These are chat archives for dereneaton/ipyrad

12th
Nov 2018
Nathan Byer
@Testudinidude_twitter
Nov 12 2018 17:13
Hi there! I am working through merging three sequencing runs - the first two are Illumina HiSeq 2500 High Throughput 1x100 runs, and the last is a HiSeq 2500 Rapid 2x100 run. Samples are identical between runs 1 and 2, but about 10% of samples in the 2x100 run were replaced by new samples (as the samples from runs 1 and 2 were no longer available); for run 3, those 10% of new samples were given unique names to prevent issues downstream. Since runs 1 and 2 are identical, merging them went fine; from here on out I will refer to this merged library as run 1+2. However, attempting to merge run 3 with run 1+2 leads to some issues. In particular, since R2s are available for run 3 but not run 1+2, ipyrad crashes with the following error during step 2 : IPyradError(Error concatenating fastq files. Make sure all these files exist: ['cat', '', '/media/ByerBackup/ipyradpaired_formerging/turtles_rapid_paired_formerging_fastqs/H09R2.fastq.gz'] . It sounds like, since R2s are not available in run 1+2, these libraries cannot be merged while retaining the paired end reads (when available). Is this interpretation correct, or do you have any suggested work-arounds for situations like this (merging paired-end and single-end runs from more-or-less the same samples)?
Isaac Overcast
@isaacovercast
Nov 12 2018 17:59
@Testudinidude_twitter Yeah merging paired end and single end is not directly supported. The most straightforward way is just to run the PE as SE and ignore R2. This is guaranteed to work, but results in throwing out data. Another way could be to try merging after step 3, since this is when PE reads are 'merged' and from there on are treated somewhat more like SE data. If all your reads PE reads are overlapping this should work nicely. If many of your reads are non-overlapping it may still work, but you may have to tweak parameters to get it to run, no promises. Dropping R2 is my recommendation, just run it this way and see how it goes. If you need the info from R2 then you can try hacking on it after that.
Nathan Byer
@Testudinidude_twitter
Nov 12 2018 18:02
@isaacovercast great, thanks - that was my thinking as well! I will just try the R1s for now.
Sarah J Jacobs
@sarahjjacobs
Nov 12 2018 19:25
Hi folks - I'm trying to run a bucky analysis and am running into problems parsing my .loci file into separate nexus files for the mrbayes runs (see error(s) posted below). Data are paired-end and unphased, therefore I have a .loci file (as opposed to an _alleles.loci file, which as I understand ipyrad does not generate at the present moment). The initial error suggested to me that the main problem is the 'n' that is used to link R1 with R2 during processing Step3 - it is unrecognized by the script as a valid character in the sequence. If I go into the bucky.py script and add an 'n' to the _AMBIGS dictionary (with the options being to assign an 'N' in its place), and then rerun the script, I get a different error, now telling me there's a formatting issue with my alleles file and that I should rerun step7 using a more recent version of ipyrad. The version I'm using (v.0.7.24) post-dates the bug fix. So, I guess my question is, in the current version of ipyrad is it possible to parse the .loci file into separate nexus files, or am I fighting a losing battle? Has anyone out there done this recently?

Here's the initial error:


KeyError Traceback (most recent call last)

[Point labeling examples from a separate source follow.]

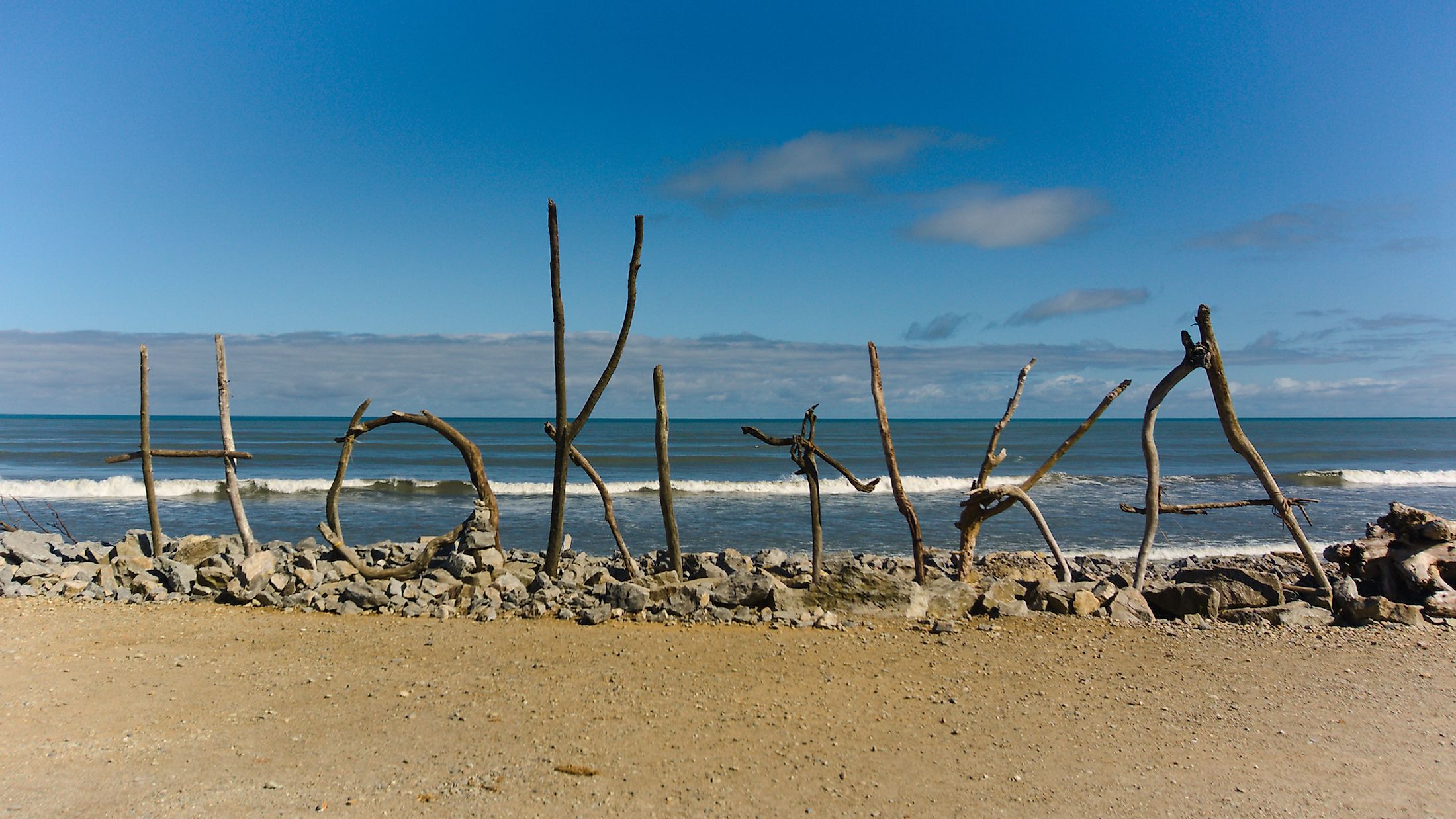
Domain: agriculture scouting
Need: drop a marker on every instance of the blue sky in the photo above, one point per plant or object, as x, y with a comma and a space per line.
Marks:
970, 182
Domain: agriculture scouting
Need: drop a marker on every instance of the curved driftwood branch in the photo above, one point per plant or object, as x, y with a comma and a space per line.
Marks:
332, 531
893, 466
1241, 444
1015, 492
809, 445
572, 428
606, 501
664, 473
1196, 357
1205, 508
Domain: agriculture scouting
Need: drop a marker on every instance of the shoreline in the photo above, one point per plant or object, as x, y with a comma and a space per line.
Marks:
185, 709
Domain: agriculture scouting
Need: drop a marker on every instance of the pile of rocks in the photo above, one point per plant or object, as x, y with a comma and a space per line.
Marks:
729, 587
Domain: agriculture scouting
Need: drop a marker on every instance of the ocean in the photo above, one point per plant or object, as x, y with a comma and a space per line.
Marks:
731, 491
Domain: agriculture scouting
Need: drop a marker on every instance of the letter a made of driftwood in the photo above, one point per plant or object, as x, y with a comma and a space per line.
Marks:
986, 501
571, 428
893, 466
803, 450
482, 525
1205, 355
606, 501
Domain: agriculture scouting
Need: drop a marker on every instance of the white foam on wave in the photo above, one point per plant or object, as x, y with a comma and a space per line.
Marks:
1391, 478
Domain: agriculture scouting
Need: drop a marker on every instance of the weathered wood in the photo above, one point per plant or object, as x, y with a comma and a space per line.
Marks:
224, 416
572, 428
1241, 444
803, 451
1018, 495
893, 466
664, 473
181, 454
1196, 357
146, 460
1205, 508
332, 530
606, 502
973, 509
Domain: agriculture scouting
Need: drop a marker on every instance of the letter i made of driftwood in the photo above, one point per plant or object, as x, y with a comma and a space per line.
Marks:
803, 451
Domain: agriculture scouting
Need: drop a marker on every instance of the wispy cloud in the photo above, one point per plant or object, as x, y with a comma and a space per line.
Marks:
989, 218
1076, 302
936, 329
814, 163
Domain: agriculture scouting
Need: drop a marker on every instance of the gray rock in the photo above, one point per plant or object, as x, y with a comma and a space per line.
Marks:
34, 547
629, 597
1130, 607
1180, 600
1238, 588
594, 616
365, 595
770, 559
177, 575
745, 588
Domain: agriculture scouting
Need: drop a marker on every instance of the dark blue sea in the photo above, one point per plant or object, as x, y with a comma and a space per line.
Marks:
730, 489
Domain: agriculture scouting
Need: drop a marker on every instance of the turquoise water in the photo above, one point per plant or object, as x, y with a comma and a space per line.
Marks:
730, 489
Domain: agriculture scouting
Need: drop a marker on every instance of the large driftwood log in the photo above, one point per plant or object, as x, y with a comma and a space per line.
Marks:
332, 530
224, 416
1407, 554
606, 501
571, 428
893, 466
664, 472
803, 451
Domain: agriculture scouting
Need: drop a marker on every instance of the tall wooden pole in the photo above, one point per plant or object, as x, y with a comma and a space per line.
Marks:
664, 479
229, 464
146, 460
1241, 444
893, 466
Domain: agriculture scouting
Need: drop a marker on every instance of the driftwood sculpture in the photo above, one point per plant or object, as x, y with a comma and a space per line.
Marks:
229, 456
571, 428
664, 473
893, 466
1408, 554
986, 501
1205, 355
606, 501
484, 523
803, 451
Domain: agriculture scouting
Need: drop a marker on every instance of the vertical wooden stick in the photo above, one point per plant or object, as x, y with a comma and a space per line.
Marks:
146, 460
1241, 444
893, 466
229, 464
811, 476
664, 479
1195, 359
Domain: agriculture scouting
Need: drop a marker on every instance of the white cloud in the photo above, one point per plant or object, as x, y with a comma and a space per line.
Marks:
991, 220
1076, 302
814, 163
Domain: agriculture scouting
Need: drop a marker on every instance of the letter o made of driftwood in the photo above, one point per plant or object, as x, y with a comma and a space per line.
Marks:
334, 531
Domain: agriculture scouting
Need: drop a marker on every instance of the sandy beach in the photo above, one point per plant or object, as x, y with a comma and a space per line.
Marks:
188, 709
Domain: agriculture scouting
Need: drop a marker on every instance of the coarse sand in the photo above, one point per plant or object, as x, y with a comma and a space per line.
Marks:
197, 709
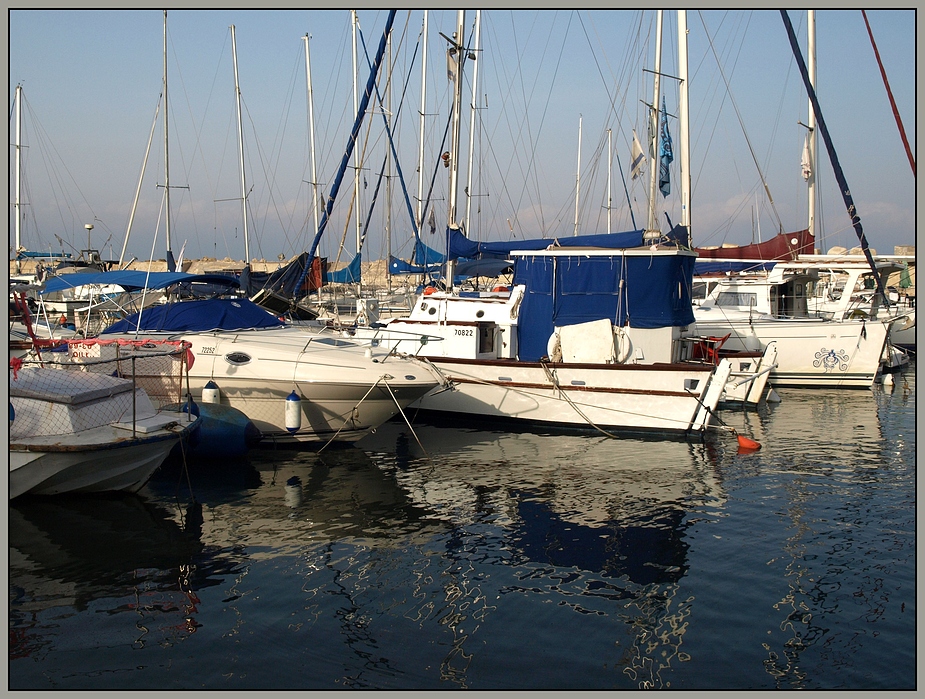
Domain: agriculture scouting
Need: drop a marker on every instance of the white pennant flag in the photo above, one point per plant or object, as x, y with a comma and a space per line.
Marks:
639, 158
806, 164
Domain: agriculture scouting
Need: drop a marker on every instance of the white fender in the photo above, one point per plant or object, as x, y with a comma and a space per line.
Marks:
293, 412
211, 393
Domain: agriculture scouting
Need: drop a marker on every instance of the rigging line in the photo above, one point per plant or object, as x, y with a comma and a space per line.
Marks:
889, 92
742, 124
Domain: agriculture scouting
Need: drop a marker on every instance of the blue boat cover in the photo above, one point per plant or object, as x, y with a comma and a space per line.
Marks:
198, 316
714, 266
349, 274
644, 291
135, 279
461, 246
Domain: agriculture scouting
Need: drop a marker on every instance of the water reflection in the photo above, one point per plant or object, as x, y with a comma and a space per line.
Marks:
440, 558
834, 462
594, 525
115, 554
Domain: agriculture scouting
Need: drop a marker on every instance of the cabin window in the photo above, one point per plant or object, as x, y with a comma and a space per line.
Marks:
237, 358
736, 298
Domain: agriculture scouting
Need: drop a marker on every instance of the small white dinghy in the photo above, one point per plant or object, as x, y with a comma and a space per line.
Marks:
77, 431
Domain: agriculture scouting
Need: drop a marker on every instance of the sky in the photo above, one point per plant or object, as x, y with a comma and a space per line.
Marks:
558, 96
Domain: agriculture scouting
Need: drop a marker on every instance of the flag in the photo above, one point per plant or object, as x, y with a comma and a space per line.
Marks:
451, 64
664, 180
807, 165
639, 158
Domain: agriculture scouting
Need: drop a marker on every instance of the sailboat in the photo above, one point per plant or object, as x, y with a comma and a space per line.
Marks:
762, 300
592, 335
298, 384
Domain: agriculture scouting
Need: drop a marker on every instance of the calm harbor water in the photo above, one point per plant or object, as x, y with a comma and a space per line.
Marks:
444, 558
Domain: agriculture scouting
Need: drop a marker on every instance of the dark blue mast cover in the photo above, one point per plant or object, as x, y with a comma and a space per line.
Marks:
198, 316
644, 291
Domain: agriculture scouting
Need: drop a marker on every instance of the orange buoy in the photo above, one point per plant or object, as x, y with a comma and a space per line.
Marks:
746, 444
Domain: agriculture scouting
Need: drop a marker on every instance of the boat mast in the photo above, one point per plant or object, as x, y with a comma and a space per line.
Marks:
578, 178
237, 92
348, 152
472, 111
684, 126
420, 214
311, 128
17, 207
833, 158
609, 175
889, 92
652, 233
356, 153
457, 52
811, 121
388, 169
166, 157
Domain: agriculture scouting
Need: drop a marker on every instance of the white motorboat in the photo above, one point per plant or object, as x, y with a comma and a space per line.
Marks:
587, 337
296, 384
82, 432
757, 308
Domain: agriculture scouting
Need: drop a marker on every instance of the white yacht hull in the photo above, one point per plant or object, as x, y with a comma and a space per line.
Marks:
810, 352
651, 398
343, 389
83, 432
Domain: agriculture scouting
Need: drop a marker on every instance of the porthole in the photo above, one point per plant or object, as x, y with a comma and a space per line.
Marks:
237, 358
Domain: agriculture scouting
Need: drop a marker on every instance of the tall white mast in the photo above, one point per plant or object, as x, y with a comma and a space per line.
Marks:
684, 125
420, 212
311, 128
18, 205
578, 178
388, 172
237, 91
458, 52
652, 232
356, 151
472, 112
166, 152
811, 120
609, 175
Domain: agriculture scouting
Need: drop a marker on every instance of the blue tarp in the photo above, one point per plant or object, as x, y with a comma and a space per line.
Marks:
713, 266
198, 315
135, 279
645, 291
349, 274
461, 246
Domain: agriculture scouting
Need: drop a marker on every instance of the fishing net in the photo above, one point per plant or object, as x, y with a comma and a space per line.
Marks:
159, 367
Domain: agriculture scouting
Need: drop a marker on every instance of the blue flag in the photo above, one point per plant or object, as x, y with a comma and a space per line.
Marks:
665, 154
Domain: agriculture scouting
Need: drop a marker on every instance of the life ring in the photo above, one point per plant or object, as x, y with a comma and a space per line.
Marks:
622, 345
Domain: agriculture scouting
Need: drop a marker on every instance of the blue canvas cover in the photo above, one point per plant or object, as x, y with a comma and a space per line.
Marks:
349, 274
198, 316
462, 247
723, 266
645, 291
131, 280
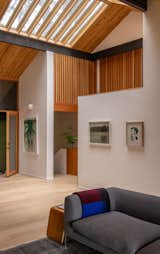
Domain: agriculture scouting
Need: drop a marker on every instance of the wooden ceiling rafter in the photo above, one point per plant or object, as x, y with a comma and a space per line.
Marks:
14, 60
49, 18
98, 31
140, 5
88, 26
88, 23
26, 16
16, 11
3, 6
83, 18
39, 16
60, 19
69, 22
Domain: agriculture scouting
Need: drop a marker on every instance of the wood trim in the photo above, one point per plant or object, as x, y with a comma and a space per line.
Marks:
8, 79
126, 47
42, 45
138, 4
65, 108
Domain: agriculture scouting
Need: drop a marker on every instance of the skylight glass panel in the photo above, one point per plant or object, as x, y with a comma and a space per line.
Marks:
33, 15
88, 19
12, 6
76, 19
44, 17
55, 18
73, 10
22, 13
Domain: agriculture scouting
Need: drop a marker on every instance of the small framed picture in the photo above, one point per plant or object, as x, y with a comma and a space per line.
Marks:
135, 134
100, 133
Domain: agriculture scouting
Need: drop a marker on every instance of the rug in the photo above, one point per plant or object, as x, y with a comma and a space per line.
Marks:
46, 246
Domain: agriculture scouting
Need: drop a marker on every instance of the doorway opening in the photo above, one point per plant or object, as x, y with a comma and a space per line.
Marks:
65, 143
8, 142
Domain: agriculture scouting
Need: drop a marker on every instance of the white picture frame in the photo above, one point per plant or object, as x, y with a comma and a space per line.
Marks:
135, 134
100, 133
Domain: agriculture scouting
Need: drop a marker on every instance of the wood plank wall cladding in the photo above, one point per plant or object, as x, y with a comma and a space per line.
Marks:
73, 77
121, 71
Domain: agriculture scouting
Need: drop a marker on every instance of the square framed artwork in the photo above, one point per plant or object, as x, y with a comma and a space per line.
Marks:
135, 134
31, 135
100, 133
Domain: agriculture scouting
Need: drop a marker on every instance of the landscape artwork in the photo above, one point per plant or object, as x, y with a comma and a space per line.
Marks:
100, 133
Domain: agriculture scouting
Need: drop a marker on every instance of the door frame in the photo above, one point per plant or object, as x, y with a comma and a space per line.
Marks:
8, 113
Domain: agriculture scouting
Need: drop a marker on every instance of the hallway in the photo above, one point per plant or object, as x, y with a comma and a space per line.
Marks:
25, 203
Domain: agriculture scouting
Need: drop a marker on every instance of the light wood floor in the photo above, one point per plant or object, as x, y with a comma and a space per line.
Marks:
24, 206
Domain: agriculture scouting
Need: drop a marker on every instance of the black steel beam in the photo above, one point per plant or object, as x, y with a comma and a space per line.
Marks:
45, 46
139, 4
41, 45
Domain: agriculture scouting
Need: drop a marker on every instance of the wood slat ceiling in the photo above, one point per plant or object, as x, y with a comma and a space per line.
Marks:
62, 22
14, 60
97, 32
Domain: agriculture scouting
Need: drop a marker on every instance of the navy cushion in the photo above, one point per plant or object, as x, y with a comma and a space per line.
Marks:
117, 231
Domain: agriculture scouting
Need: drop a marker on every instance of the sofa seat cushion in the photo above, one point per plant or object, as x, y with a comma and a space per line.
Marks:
152, 248
117, 231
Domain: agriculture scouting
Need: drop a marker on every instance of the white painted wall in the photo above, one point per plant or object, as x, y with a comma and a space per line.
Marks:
119, 166
36, 87
131, 28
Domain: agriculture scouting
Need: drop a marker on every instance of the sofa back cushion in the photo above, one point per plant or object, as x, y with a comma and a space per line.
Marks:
139, 205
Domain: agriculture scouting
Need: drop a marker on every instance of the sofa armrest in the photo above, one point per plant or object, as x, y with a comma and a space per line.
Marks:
72, 208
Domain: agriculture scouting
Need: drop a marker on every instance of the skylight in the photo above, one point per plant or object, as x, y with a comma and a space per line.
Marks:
85, 22
58, 21
73, 10
76, 19
55, 18
44, 17
34, 15
22, 13
12, 6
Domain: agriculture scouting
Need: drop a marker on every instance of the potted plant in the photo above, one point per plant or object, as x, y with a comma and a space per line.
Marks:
71, 144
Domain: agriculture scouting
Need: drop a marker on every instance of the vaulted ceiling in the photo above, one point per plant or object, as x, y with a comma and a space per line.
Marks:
14, 60
78, 24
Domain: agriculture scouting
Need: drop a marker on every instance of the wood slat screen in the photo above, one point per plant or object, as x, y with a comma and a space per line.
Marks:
73, 77
121, 71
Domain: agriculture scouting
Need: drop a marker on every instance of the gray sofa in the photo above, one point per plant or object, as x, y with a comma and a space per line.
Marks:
131, 226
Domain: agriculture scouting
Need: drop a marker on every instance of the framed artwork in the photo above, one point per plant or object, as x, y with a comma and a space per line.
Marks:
100, 133
135, 134
31, 135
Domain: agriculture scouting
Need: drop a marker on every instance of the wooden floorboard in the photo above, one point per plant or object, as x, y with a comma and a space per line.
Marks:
24, 206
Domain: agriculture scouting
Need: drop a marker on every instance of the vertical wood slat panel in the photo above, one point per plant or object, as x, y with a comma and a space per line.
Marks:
73, 77
123, 71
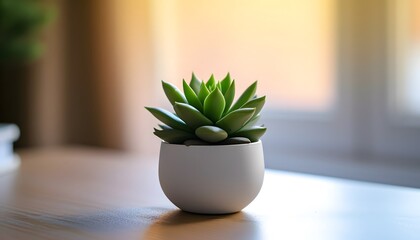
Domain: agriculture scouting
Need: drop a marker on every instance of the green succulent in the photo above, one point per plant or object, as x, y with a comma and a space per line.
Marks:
205, 113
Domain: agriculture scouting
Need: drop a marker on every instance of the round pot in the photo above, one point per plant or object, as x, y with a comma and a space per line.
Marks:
211, 179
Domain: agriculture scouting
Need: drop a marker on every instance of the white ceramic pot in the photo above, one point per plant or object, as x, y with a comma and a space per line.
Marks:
211, 179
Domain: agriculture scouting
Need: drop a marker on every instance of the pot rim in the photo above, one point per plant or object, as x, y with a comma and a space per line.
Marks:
213, 146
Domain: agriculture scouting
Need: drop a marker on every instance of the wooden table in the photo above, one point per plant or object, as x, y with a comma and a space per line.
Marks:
79, 193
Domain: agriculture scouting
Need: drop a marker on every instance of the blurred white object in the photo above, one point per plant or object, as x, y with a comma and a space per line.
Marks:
8, 160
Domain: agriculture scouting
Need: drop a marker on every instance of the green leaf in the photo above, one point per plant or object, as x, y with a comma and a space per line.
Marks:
235, 120
174, 135
211, 134
204, 92
257, 103
191, 96
190, 142
195, 83
229, 96
163, 126
253, 134
211, 83
219, 86
214, 105
168, 118
191, 116
225, 83
172, 93
245, 97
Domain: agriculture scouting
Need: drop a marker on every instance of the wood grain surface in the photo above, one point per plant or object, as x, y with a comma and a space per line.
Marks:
82, 193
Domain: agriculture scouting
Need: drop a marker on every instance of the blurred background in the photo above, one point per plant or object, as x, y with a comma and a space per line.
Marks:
342, 78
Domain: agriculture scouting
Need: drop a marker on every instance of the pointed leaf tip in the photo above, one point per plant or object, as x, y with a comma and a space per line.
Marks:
214, 105
173, 93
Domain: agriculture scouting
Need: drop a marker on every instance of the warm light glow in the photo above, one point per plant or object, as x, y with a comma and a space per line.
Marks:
408, 52
287, 45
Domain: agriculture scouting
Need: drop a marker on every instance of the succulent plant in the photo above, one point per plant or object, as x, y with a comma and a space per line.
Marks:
205, 113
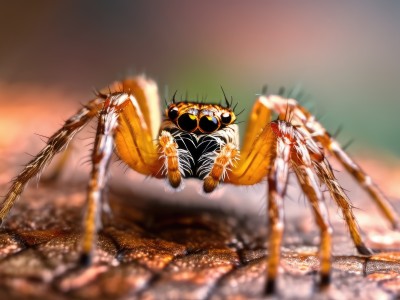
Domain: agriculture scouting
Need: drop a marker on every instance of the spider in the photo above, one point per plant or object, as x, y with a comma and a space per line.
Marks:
201, 140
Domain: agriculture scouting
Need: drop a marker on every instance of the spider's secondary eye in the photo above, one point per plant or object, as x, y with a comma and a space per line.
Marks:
173, 113
208, 124
187, 122
226, 118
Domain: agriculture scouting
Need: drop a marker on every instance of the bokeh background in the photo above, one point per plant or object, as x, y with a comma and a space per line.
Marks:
344, 55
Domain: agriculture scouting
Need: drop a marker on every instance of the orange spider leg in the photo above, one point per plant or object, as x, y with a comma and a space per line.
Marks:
313, 193
302, 116
325, 174
55, 144
255, 156
277, 183
121, 123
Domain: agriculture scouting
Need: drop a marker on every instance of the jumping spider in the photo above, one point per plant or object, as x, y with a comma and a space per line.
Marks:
201, 140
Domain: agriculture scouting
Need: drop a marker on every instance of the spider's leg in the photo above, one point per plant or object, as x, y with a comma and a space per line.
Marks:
326, 175
301, 115
56, 143
363, 178
101, 155
311, 188
123, 124
277, 183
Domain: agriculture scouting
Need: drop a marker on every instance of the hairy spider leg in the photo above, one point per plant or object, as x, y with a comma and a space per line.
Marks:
224, 159
55, 144
308, 121
313, 193
101, 156
122, 123
323, 169
277, 183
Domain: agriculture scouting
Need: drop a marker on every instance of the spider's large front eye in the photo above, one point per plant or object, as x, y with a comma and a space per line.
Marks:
187, 122
173, 113
208, 124
226, 118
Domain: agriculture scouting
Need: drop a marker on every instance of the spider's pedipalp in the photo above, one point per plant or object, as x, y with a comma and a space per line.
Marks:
326, 176
224, 158
302, 116
172, 165
55, 144
312, 191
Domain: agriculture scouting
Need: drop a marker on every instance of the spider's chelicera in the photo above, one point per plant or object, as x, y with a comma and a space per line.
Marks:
201, 140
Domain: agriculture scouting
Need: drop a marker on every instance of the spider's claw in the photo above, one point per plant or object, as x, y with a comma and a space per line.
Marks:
270, 287
85, 260
324, 281
364, 250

<ipython-input-5-702fd1212821> in <module>()
----> 1 c.write_nexus_files(force=True)

/Users/sjjacobs/miniconda2/lib/python2.7/site-packages/ipyrad/analysis/bucky.py in write_nexus_files(self, force, quiet)
231 ## sample one of the alleles if .alleles file.
232 if not self._alleles:
--> 233 seqsamp = _resolveambig(seqsamp)
234
235 ## find parsimony informative sites

/Users/sjjacobs/miniconda2/lib/python2.7/site-packages/ipyrad/analysis/bucky.py in _resolveambig(subseq)
605 for col in subseq:
606 rand = np.random.binomial(1, 0.5)
--> 607 N.append([_AMBIGS[i][rand] for i in col])
608 return np.array(N)
609

KeyError: 'n'

Here's the error after I include the 'n' in the _AMBIGS dictionary:

Warning: encountered an error in the alleles file format. This
is a bug that was fixed in v.0.7.2. Rerun step 7 on this data
set to ensure that the alleles file is properly formatted.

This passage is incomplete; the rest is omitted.